Anticoagulant-induced priapism progressing to penile gangrene: a devastating complication!

Case presentation


A 35-year-old man, non-diabetic, non-hypertensive, married, having two children with normal erectile function, presented 4 h after sustaining gunshot injury to the left side of chest and left upper limb (figure 1). There were no injuries to the external genitalia. On evaluation, he had left pneumo-haemothorax which was relieved with insertion of intercostal chest tube and left upper limb ischaemia due to laceration of the brachial artery with thrombosis (confirmed by colour Doppler of left upper limb). His preoperative haematological parameters showed haemoglobin 13.2 gm/dl, total white blood cell (WBC) count 8200 cells/cmm3 and a normal differential WBC count. Platelet counts were 3 80 000 cells/cmm3. Coagulation parameters were within normal range (bleeding time 4 min, coagulation time 6 min 10 s and international normalised ratio (INR) 1.0). He underwent embolectomy with repair of the brachial artery using saphenous vein graft. Postoperatively, injection dalteparin (fragmin) 5000 IU subcutaneous (SC) twice daily along with oral warfarin 5 mg twice daily was started

Figure 1
Chest x-ray showing pellets from gunshot injury causing left hemopneumothorax.

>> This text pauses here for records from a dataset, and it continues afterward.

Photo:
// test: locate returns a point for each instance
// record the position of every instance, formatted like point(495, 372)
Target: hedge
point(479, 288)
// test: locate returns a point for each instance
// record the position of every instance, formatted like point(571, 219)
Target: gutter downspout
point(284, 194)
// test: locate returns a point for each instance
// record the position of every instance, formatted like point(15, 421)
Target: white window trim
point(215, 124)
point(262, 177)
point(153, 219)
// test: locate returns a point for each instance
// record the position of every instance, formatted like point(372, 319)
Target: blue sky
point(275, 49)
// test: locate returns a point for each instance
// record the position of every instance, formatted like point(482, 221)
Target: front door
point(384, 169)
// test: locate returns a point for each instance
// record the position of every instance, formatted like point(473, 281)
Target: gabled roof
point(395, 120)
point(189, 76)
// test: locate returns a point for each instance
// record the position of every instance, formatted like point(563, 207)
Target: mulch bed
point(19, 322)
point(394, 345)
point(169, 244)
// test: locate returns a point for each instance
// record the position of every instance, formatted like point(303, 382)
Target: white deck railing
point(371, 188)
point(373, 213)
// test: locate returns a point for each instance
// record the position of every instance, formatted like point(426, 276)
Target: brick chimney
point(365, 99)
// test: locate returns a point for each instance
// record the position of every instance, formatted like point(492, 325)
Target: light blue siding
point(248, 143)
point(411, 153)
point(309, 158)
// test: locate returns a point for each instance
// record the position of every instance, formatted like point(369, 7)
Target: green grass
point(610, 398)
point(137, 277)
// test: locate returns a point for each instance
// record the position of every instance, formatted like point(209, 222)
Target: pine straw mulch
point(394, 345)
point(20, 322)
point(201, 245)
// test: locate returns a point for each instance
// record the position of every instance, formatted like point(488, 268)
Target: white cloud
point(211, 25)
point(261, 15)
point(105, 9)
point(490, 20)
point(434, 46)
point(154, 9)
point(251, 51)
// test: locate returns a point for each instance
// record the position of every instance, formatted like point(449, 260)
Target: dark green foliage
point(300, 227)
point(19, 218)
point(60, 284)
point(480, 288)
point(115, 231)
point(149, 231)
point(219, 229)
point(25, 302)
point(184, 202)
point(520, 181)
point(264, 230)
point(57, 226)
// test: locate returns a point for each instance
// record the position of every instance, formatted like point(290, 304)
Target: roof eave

On the third postoperative day, the patient complained of penile pain with persistent erection of 12 h. Colour Doppler of penis showed low arterial flow and absence of venous flow. Coagulation parameters showed prothombin time was 137 s (control: 14 s) and INR of 9.8. In view of raised INR, anticoagulants were stopped immediately. Aspiration of cavernosal blood revealed dark, unclotted blood and analysis of cavernosal blood aspirate was consistent with ischaemic priapism. Coagulation parameters were corrected with transfusion of fresh frozen plasma and injection vitamin K given for 3 days, and the INR reached 1.2 the next day. Priapism was initially managed with repeated irrigation and aspiration followed by creation of distal cavernoglanular shunt (Winter shunt). Partial detumescence was achieved. But, 48 h from the onset of priapism, the glans started developing gangrene.

The patient was later referred to us after 7 days from the onset of priapism, dry gangrene had progressed till the peno-scrotal junction (figure 2). The urinary bladder continued to be drained by previously placed perurethral Foley catheter. Haematological work-up ruled out sickle cell disease or haematological malignancy. His platelet counts were marginally low (150 000 cells/cmm).

Figure 2
Penile gangrene till the peno-scrotal junction.

After counselling, informed consent was taken to perform total penectomy as enough penile stump could not be saved so as to enable him void in a standing position. Intraoperatively, there was dry gangrene till the peno-scrotal junction with thrombus extending proximally into the corpora cavernosal till the crural bifurcation. Corpus spongiosum was also thrombosed till the bulb of the penis.

Treatment

Total penectomy with perineal urethrostomy was performed after taking informed consent from the patient (figure 3). The left upper limb could not be salvaged and developed gangrene for which a mid-forearm amputation was done.

Figure 3
Total penectomy with perineal urethrostomy.

Outcome and follow-up

Postoperatively, the wound remained healthy and he is voiding well at 6 months of follow-up.